Pembangunan infrastruktur dari pinggir memang butuh waktu untuk gerakkan roda ekonomi. Namun reaksi spontanitas optimisme masyarakat adalah point tersendiri. Optimisme! Semangat guyub rukun gali kelola potensi diri dan sekitar yang sekian puluh tahun hanya jadi tumbal kekuasaan. Andai njenengan di posisi Jokowi, cukupkah stock sabar di hati hadapi hinaan cerca caci maki dengan tetap tersenyum seraya giat pikul amanat sebagai RI 1? Sumonggo jawab kang kaji, mampukah njenengan pikul beban ini?! Aku ga sanggup!
Aku rakyat jelata non partisan. Ora melu partai partaian. Bukan congorwers, wowoers, jokowers, cebongers maupun ahokers yang sejak awal kampanye pilpres lalu terlibat di barisan ini itu namun kini terbelah kayak anak paud berebut sepatu jelang tahun ajaran baru. Kepentinganku hanya mendukung kebaikan demi anak cucu kita kelak.
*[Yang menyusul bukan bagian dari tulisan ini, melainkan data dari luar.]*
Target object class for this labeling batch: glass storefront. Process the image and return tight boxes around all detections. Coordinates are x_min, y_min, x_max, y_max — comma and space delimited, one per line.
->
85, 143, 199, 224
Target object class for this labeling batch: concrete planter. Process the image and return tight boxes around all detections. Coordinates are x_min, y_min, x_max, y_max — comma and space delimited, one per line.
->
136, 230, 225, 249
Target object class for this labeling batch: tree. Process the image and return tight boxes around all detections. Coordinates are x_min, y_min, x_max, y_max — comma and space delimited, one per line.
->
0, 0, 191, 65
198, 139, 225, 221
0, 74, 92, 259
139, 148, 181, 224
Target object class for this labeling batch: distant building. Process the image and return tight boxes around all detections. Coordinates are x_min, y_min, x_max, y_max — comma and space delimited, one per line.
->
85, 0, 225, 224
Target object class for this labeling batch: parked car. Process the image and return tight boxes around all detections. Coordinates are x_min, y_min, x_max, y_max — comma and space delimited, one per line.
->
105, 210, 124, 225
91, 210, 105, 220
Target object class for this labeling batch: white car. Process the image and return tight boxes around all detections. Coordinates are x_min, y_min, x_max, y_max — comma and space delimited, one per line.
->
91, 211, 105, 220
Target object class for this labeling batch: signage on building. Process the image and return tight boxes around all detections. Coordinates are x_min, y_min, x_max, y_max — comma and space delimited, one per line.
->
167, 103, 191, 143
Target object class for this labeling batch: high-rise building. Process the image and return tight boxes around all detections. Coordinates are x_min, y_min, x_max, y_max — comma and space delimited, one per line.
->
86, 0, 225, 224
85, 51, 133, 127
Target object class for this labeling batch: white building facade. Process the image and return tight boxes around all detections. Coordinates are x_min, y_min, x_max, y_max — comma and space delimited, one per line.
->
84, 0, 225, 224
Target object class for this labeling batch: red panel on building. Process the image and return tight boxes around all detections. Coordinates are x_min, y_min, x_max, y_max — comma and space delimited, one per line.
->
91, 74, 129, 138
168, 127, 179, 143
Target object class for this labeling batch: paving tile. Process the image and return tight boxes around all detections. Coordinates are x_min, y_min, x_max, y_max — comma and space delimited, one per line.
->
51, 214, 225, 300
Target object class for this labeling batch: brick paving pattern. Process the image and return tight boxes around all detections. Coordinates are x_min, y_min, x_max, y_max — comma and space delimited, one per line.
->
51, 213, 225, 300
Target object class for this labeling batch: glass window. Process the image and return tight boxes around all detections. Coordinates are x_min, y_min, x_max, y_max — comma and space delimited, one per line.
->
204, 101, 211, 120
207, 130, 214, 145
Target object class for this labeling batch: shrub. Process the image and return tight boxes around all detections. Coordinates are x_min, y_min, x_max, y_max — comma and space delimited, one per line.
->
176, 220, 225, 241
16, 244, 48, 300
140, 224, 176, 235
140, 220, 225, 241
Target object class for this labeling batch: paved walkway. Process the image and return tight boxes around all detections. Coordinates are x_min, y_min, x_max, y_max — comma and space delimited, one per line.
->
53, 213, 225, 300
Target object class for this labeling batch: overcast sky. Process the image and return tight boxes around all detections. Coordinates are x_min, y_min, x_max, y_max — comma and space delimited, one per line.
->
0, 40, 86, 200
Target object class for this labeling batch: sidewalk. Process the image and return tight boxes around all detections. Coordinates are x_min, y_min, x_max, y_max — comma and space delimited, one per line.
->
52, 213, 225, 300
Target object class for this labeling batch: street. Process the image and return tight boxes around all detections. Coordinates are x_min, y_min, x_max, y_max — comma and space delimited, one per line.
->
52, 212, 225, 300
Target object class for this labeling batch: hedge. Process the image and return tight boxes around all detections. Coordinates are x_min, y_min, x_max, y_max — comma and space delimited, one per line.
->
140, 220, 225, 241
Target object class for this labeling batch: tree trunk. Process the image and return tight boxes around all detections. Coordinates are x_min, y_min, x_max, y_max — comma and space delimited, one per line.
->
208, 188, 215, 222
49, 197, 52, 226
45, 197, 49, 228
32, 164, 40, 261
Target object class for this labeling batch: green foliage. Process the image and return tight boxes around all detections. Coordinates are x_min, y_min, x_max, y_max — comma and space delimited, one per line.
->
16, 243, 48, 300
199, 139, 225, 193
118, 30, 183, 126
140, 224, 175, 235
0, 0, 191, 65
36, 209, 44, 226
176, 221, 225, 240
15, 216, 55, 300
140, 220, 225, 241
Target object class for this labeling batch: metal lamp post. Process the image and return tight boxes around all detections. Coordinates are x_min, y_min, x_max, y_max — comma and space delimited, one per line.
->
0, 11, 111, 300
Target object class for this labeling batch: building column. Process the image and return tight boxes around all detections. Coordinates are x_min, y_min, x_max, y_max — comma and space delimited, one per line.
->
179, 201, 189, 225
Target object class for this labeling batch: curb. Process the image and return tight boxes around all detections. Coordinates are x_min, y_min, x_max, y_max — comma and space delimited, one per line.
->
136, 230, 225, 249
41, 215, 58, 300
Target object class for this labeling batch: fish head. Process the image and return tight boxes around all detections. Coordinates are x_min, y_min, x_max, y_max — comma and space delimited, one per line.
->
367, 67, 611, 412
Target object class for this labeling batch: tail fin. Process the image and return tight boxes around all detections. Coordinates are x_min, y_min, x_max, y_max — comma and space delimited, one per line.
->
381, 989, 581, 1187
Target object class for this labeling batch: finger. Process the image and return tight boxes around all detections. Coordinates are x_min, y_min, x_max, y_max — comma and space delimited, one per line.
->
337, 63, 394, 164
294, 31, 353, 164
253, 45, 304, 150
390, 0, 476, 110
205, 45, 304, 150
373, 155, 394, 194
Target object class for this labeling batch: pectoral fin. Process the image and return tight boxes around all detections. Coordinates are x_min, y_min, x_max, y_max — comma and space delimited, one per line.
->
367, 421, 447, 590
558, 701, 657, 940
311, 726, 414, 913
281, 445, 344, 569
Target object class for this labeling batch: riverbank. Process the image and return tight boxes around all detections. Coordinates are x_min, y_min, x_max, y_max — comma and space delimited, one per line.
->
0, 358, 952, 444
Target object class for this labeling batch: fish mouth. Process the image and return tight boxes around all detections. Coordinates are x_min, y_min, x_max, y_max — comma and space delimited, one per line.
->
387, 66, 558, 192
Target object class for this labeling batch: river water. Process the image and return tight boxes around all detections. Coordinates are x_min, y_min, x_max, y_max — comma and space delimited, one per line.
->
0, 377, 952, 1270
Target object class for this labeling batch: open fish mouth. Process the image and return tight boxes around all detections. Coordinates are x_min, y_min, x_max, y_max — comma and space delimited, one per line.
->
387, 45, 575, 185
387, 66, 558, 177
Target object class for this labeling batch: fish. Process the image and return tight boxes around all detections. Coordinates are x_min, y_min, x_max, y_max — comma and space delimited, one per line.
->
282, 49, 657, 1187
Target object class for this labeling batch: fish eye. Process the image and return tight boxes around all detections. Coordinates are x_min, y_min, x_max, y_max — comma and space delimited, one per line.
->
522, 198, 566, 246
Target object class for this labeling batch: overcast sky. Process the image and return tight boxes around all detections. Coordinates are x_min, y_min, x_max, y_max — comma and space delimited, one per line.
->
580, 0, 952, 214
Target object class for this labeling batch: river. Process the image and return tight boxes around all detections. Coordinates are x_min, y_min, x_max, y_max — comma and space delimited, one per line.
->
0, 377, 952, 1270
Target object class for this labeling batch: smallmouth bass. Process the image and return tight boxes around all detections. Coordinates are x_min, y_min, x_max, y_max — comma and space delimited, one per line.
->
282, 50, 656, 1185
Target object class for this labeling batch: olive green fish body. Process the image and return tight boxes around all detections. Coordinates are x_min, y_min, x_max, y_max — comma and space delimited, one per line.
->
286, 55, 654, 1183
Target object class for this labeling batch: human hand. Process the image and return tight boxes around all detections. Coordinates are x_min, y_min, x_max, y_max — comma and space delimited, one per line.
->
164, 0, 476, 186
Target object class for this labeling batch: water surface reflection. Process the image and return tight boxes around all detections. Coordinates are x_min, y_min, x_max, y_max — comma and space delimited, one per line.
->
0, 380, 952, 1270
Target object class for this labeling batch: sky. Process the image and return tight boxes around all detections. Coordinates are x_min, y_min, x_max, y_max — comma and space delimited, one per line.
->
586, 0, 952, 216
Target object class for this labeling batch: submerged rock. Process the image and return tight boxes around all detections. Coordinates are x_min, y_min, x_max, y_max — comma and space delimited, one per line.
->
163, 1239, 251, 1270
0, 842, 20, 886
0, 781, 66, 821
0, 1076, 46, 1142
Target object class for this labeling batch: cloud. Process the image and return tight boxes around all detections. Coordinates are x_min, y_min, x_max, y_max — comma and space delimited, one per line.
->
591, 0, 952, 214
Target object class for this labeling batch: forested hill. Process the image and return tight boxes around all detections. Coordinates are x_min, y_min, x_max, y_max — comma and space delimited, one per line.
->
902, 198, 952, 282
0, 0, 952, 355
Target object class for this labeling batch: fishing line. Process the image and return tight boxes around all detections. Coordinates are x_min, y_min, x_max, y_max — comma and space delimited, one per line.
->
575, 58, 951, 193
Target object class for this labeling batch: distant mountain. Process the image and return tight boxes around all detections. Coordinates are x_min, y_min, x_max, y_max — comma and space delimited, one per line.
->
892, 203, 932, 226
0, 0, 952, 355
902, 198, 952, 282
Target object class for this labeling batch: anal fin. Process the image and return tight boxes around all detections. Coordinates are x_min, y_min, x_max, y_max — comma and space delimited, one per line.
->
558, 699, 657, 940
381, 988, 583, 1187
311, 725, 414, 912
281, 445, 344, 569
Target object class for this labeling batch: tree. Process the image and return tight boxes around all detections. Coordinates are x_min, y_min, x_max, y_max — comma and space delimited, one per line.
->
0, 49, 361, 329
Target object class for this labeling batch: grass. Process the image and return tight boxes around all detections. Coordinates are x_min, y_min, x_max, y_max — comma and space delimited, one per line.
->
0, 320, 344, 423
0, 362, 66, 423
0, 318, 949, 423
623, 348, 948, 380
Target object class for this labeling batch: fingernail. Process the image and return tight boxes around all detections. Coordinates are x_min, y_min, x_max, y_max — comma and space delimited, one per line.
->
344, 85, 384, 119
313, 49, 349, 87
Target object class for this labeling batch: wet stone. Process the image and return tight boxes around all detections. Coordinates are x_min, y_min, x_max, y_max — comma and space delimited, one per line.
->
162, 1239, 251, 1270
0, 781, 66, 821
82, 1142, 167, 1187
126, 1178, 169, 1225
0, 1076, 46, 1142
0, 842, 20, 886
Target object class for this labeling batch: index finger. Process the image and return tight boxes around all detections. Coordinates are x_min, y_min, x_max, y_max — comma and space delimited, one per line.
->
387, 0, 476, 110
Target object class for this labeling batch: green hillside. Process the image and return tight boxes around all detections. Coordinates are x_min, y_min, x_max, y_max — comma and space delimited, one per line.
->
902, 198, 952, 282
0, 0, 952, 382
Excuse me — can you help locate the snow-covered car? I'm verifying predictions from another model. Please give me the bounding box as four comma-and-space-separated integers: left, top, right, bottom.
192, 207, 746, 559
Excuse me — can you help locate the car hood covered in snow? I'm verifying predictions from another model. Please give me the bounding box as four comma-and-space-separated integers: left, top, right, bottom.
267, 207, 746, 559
Bosen di bodohi berbagai versi. Monggo kita hadapi tantangan jaman ini dengan senyum optimisme. Kita hadapi gertakan kemiskinan dengan lapang dada. Inilah realita negeri kita. Berproses menuju dewasa! Senyatanya hidup keseharian kita emang ga semudah cocot’te mario teguh. Selalulah optimis dan jangan lupa bahagia..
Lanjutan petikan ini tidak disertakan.